While in full plank position, lift your left leg off the floor, and contract your abs, round your back and pull your left knee towards the middle of your face. While keeping your core, arms and legs tight and strong, straighten your left leg behind you while extending your spine and lowering your hips toward the floor. Don’t let your hips or legs touch the ground, though. Then slowly pull your left knee in. Repeat this five times. Then switch sides and perform five times as well.
Start this next one out by holding a weighted body bar to the side of one of your shoulders. While engaging your abdominals, twist your upper body until the bar is in front of you and contracting one of your obliques. Return to starting position. Perform 15 reps to one side, then place the bar on your other shoulder and perform 15 additional reps on the other side.
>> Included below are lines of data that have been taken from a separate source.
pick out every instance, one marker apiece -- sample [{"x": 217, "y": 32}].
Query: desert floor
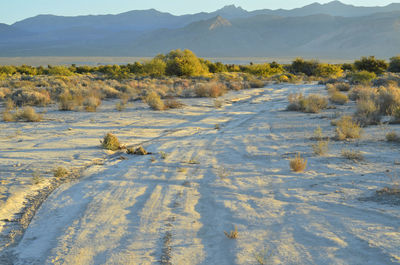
[{"x": 221, "y": 168}]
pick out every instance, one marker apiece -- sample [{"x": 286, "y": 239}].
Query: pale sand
[{"x": 139, "y": 211}]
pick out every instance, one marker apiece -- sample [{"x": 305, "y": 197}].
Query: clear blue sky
[{"x": 14, "y": 10}]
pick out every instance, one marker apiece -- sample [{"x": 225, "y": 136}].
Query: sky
[{"x": 15, "y": 10}]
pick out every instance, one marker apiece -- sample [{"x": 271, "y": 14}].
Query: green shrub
[
  {"x": 155, "y": 67},
  {"x": 184, "y": 63},
  {"x": 371, "y": 64},
  {"x": 346, "y": 128},
  {"x": 28, "y": 114},
  {"x": 110, "y": 142}
]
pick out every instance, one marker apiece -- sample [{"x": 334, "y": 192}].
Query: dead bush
[
  {"x": 110, "y": 142},
  {"x": 346, "y": 128},
  {"x": 298, "y": 164}
]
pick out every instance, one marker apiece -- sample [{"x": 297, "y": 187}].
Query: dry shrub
[
  {"x": 8, "y": 116},
  {"x": 255, "y": 83},
  {"x": 172, "y": 103},
  {"x": 154, "y": 101},
  {"x": 352, "y": 155},
  {"x": 367, "y": 112},
  {"x": 91, "y": 103},
  {"x": 362, "y": 92},
  {"x": 212, "y": 89},
  {"x": 339, "y": 98},
  {"x": 233, "y": 234},
  {"x": 60, "y": 172},
  {"x": 31, "y": 98},
  {"x": 392, "y": 137},
  {"x": 28, "y": 114},
  {"x": 312, "y": 104},
  {"x": 346, "y": 128},
  {"x": 388, "y": 99},
  {"x": 321, "y": 147},
  {"x": 110, "y": 142},
  {"x": 298, "y": 164}
]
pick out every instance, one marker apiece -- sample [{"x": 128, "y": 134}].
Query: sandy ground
[{"x": 222, "y": 168}]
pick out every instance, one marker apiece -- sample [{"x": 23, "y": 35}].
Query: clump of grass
[
  {"x": 36, "y": 179},
  {"x": 172, "y": 103},
  {"x": 338, "y": 98},
  {"x": 210, "y": 90},
  {"x": 346, "y": 128},
  {"x": 321, "y": 147},
  {"x": 233, "y": 234},
  {"x": 298, "y": 164},
  {"x": 91, "y": 103},
  {"x": 352, "y": 155},
  {"x": 392, "y": 137},
  {"x": 137, "y": 151},
  {"x": 163, "y": 155},
  {"x": 312, "y": 104},
  {"x": 154, "y": 101},
  {"x": 8, "y": 116},
  {"x": 28, "y": 114},
  {"x": 60, "y": 172},
  {"x": 367, "y": 112},
  {"x": 110, "y": 142}
]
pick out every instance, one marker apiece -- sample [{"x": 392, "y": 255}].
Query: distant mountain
[{"x": 334, "y": 30}]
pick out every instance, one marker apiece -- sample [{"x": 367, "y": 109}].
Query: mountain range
[{"x": 332, "y": 30}]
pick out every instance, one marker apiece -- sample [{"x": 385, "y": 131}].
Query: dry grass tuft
[
  {"x": 346, "y": 128},
  {"x": 298, "y": 164},
  {"x": 352, "y": 155},
  {"x": 110, "y": 142},
  {"x": 233, "y": 234},
  {"x": 60, "y": 172},
  {"x": 392, "y": 137}
]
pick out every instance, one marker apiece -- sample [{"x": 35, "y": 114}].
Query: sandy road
[{"x": 174, "y": 210}]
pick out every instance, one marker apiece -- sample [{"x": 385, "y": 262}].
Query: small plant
[
  {"x": 28, "y": 114},
  {"x": 138, "y": 151},
  {"x": 60, "y": 172},
  {"x": 163, "y": 155},
  {"x": 36, "y": 179},
  {"x": 392, "y": 137},
  {"x": 233, "y": 234},
  {"x": 91, "y": 103},
  {"x": 173, "y": 104},
  {"x": 154, "y": 101},
  {"x": 262, "y": 257},
  {"x": 110, "y": 142},
  {"x": 339, "y": 98},
  {"x": 352, "y": 155},
  {"x": 321, "y": 147},
  {"x": 346, "y": 128},
  {"x": 298, "y": 164}
]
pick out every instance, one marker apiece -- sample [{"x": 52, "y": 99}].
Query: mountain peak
[{"x": 219, "y": 22}]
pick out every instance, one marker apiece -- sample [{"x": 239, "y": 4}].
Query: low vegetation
[
  {"x": 298, "y": 164},
  {"x": 111, "y": 142},
  {"x": 346, "y": 128},
  {"x": 312, "y": 104}
]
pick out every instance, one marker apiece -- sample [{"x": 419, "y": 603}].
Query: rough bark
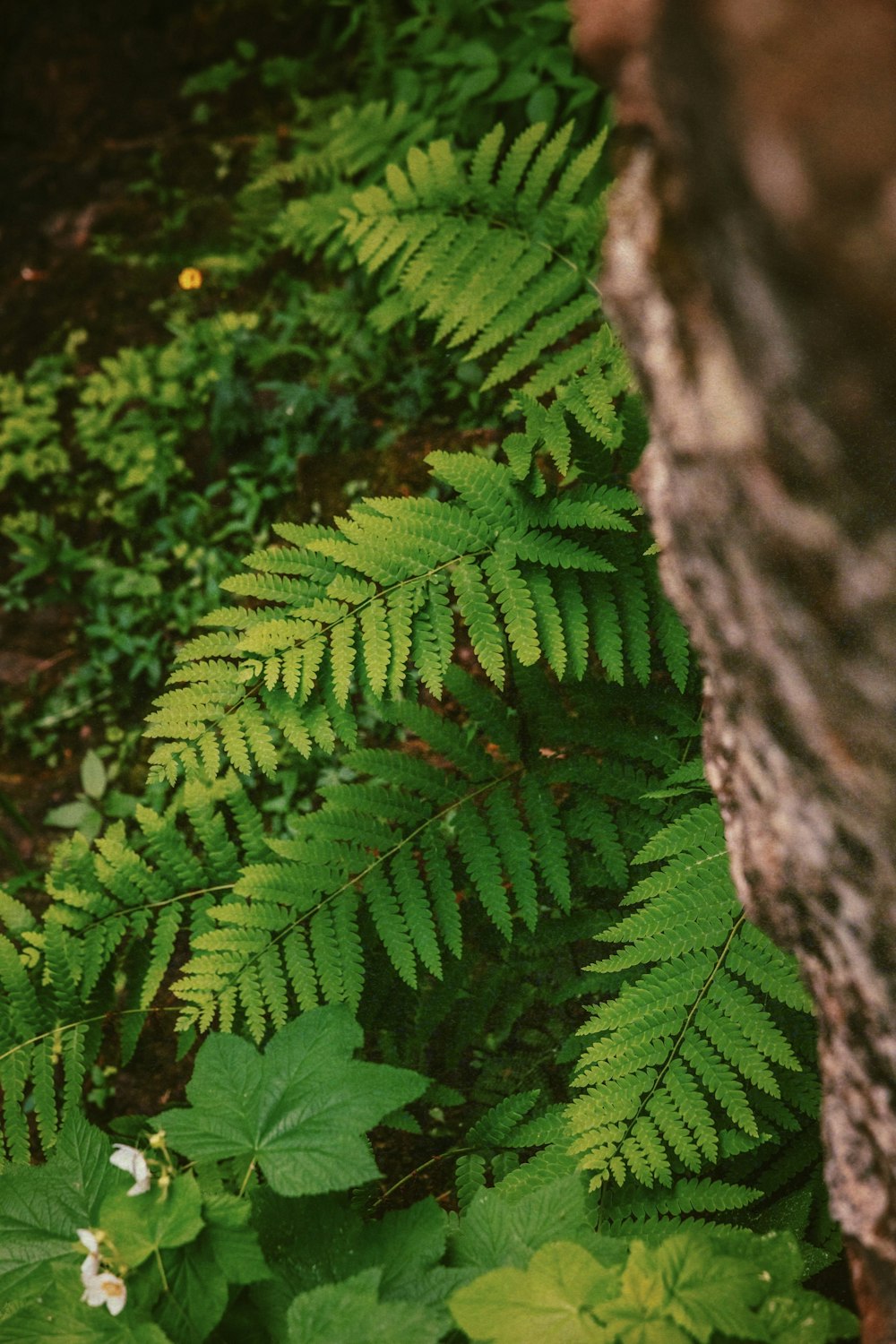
[{"x": 751, "y": 269}]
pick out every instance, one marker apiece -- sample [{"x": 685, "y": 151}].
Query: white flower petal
[
  {"x": 90, "y": 1268},
  {"x": 107, "y": 1290},
  {"x": 132, "y": 1160}
]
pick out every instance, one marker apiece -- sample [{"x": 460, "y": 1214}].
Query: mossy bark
[{"x": 751, "y": 269}]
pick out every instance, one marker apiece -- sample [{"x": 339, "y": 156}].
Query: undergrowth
[{"x": 427, "y": 781}]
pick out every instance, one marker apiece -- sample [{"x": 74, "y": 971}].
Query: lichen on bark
[{"x": 751, "y": 266}]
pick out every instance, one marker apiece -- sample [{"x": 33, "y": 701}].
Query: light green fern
[{"x": 689, "y": 1061}]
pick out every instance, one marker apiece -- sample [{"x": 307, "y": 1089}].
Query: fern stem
[
  {"x": 684, "y": 1031},
  {"x": 245, "y": 1183},
  {"x": 418, "y": 1171},
  {"x": 83, "y": 1021},
  {"x": 253, "y": 687},
  {"x": 359, "y": 876},
  {"x": 160, "y": 905}
]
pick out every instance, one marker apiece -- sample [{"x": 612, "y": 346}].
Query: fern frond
[{"x": 686, "y": 1045}]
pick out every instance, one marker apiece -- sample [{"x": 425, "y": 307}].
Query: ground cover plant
[{"x": 424, "y": 782}]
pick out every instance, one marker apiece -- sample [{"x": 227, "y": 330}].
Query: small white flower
[
  {"x": 90, "y": 1266},
  {"x": 132, "y": 1160},
  {"x": 105, "y": 1290}
]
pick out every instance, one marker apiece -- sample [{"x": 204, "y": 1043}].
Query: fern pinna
[{"x": 699, "y": 1058}]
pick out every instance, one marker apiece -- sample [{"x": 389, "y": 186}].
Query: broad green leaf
[
  {"x": 140, "y": 1225},
  {"x": 93, "y": 776},
  {"x": 300, "y": 1110},
  {"x": 551, "y": 1300},
  {"x": 495, "y": 1231},
  {"x": 196, "y": 1296},
  {"x": 58, "y": 1316},
  {"x": 335, "y": 1314},
  {"x": 233, "y": 1242},
  {"x": 42, "y": 1207}
]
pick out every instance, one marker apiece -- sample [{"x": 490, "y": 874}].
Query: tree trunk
[{"x": 751, "y": 269}]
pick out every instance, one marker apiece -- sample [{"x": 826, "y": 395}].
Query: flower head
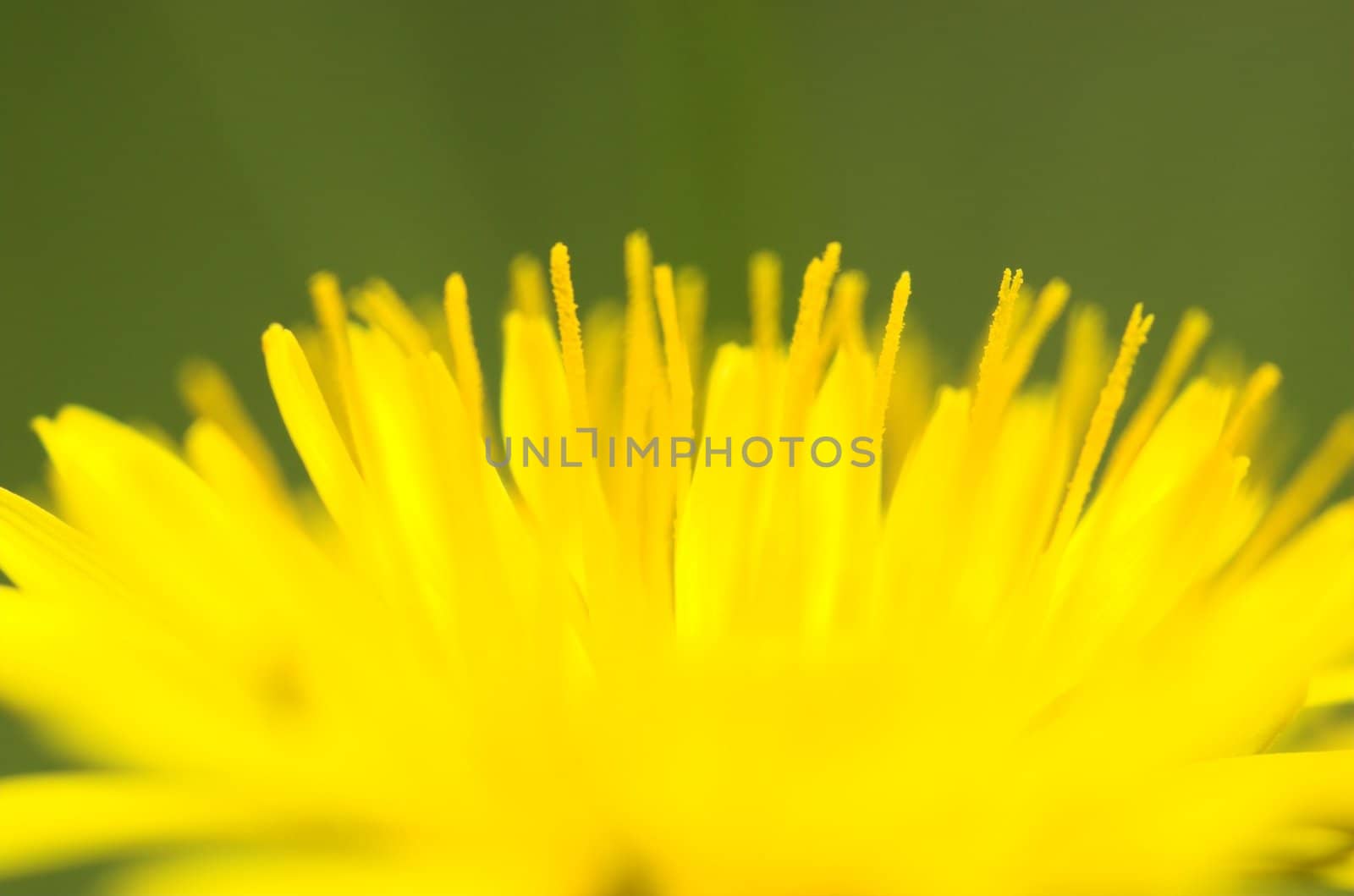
[{"x": 798, "y": 623}]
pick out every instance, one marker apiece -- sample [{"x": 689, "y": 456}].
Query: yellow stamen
[
  {"x": 1049, "y": 307},
  {"x": 691, "y": 314},
  {"x": 988, "y": 370},
  {"x": 806, "y": 341},
  {"x": 527, "y": 286},
  {"x": 1313, "y": 483},
  {"x": 848, "y": 325},
  {"x": 207, "y": 393},
  {"x": 471, "y": 379},
  {"x": 889, "y": 352},
  {"x": 641, "y": 343},
  {"x": 1185, "y": 344},
  {"x": 332, "y": 314},
  {"x": 679, "y": 366},
  {"x": 1103, "y": 421},
  {"x": 1258, "y": 388},
  {"x": 381, "y": 306},
  {"x": 764, "y": 287},
  {"x": 570, "y": 331}
]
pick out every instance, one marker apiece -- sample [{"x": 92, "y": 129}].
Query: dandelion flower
[{"x": 792, "y": 624}]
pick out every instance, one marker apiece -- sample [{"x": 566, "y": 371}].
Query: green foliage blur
[{"x": 173, "y": 171}]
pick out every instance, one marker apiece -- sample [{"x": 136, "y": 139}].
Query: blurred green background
[{"x": 173, "y": 171}]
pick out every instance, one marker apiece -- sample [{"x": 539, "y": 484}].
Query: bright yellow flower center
[{"x": 836, "y": 629}]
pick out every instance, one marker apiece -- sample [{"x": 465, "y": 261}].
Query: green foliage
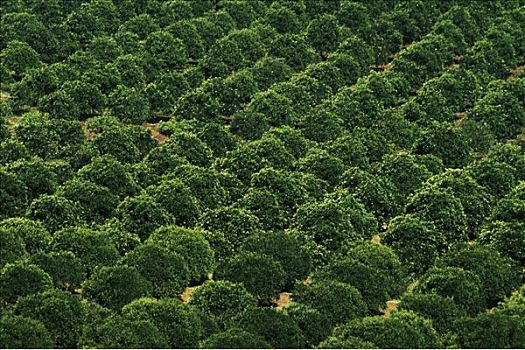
[
  {"x": 507, "y": 238},
  {"x": 147, "y": 147},
  {"x": 55, "y": 212},
  {"x": 323, "y": 33},
  {"x": 59, "y": 311},
  {"x": 260, "y": 274},
  {"x": 129, "y": 105},
  {"x": 498, "y": 275},
  {"x": 11, "y": 246},
  {"x": 108, "y": 172},
  {"x": 35, "y": 132},
  {"x": 222, "y": 300},
  {"x": 94, "y": 248},
  {"x": 166, "y": 271},
  {"x": 13, "y": 195},
  {"x": 441, "y": 208},
  {"x": 64, "y": 267},
  {"x": 442, "y": 311},
  {"x": 177, "y": 321},
  {"x": 278, "y": 329},
  {"x": 474, "y": 198},
  {"x": 464, "y": 287},
  {"x": 37, "y": 177},
  {"x": 403, "y": 329},
  {"x": 233, "y": 225},
  {"x": 20, "y": 279},
  {"x": 33, "y": 234},
  {"x": 19, "y": 332},
  {"x": 115, "y": 286},
  {"x": 491, "y": 329},
  {"x": 192, "y": 247},
  {"x": 323, "y": 165},
  {"x": 97, "y": 202},
  {"x": 416, "y": 242},
  {"x": 339, "y": 302},
  {"x": 349, "y": 342},
  {"x": 118, "y": 331},
  {"x": 234, "y": 338},
  {"x": 283, "y": 248},
  {"x": 446, "y": 143},
  {"x": 142, "y": 215},
  {"x": 19, "y": 57}
]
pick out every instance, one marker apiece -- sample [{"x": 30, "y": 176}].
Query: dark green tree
[
  {"x": 23, "y": 332},
  {"x": 339, "y": 302},
  {"x": 277, "y": 328},
  {"x": 20, "y": 279},
  {"x": 178, "y": 322},
  {"x": 190, "y": 245},
  {"x": 234, "y": 338},
  {"x": 115, "y": 286},
  {"x": 463, "y": 286},
  {"x": 59, "y": 311}
]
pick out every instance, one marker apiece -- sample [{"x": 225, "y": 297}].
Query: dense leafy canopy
[{"x": 262, "y": 174}]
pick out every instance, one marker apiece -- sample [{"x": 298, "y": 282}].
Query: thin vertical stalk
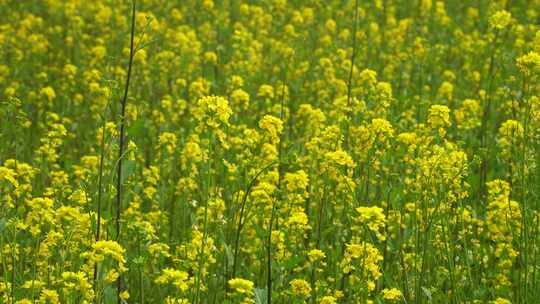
[
  {"x": 121, "y": 140},
  {"x": 100, "y": 193},
  {"x": 273, "y": 215},
  {"x": 353, "y": 55}
]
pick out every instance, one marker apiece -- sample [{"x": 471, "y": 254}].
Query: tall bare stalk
[{"x": 121, "y": 140}]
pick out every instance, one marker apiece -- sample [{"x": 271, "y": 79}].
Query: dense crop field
[{"x": 276, "y": 151}]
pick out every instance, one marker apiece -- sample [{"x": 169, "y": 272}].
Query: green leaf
[
  {"x": 260, "y": 295},
  {"x": 128, "y": 167}
]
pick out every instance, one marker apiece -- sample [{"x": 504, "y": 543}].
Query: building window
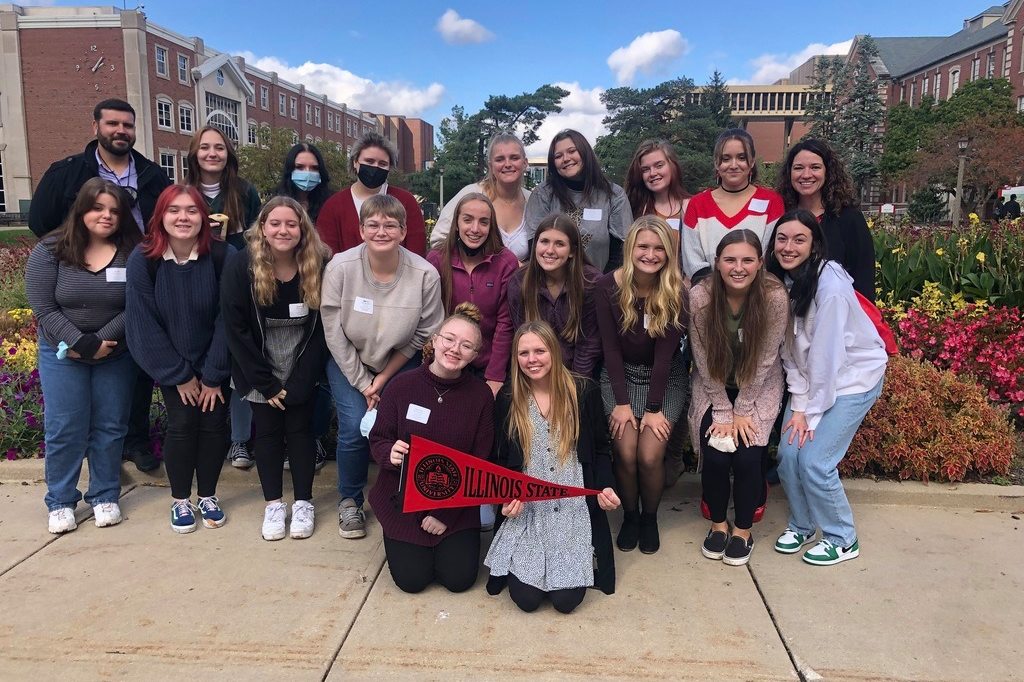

Now sit in an L-sit position on the floor, legs together and hands behind your torso, with your fingers pointing back. While keeping your elbows and knees straight, squeeze your shoulders and glutes together as you lift your hips up off the floor. Next, use your abs to reverse the movement and pull your hips through your arms as far back as possible, but not letting your buttocks touch the floor. When your hips can go back no further, then slowly lower your buttocks down to the floor. Return to starting position. That’s one rep. Repeat until you reach 10 reps.
Performing these moves and more can help you strengthen and tone your abdominals. Here's to fab abs!
In order to avoid risk of injury, please seek advice directly from your physician, especially if you have existing medical issues, before beginning any exercise or nutritional program. Also, be sure to stretch after exercise to avoid muscle and joint tightness.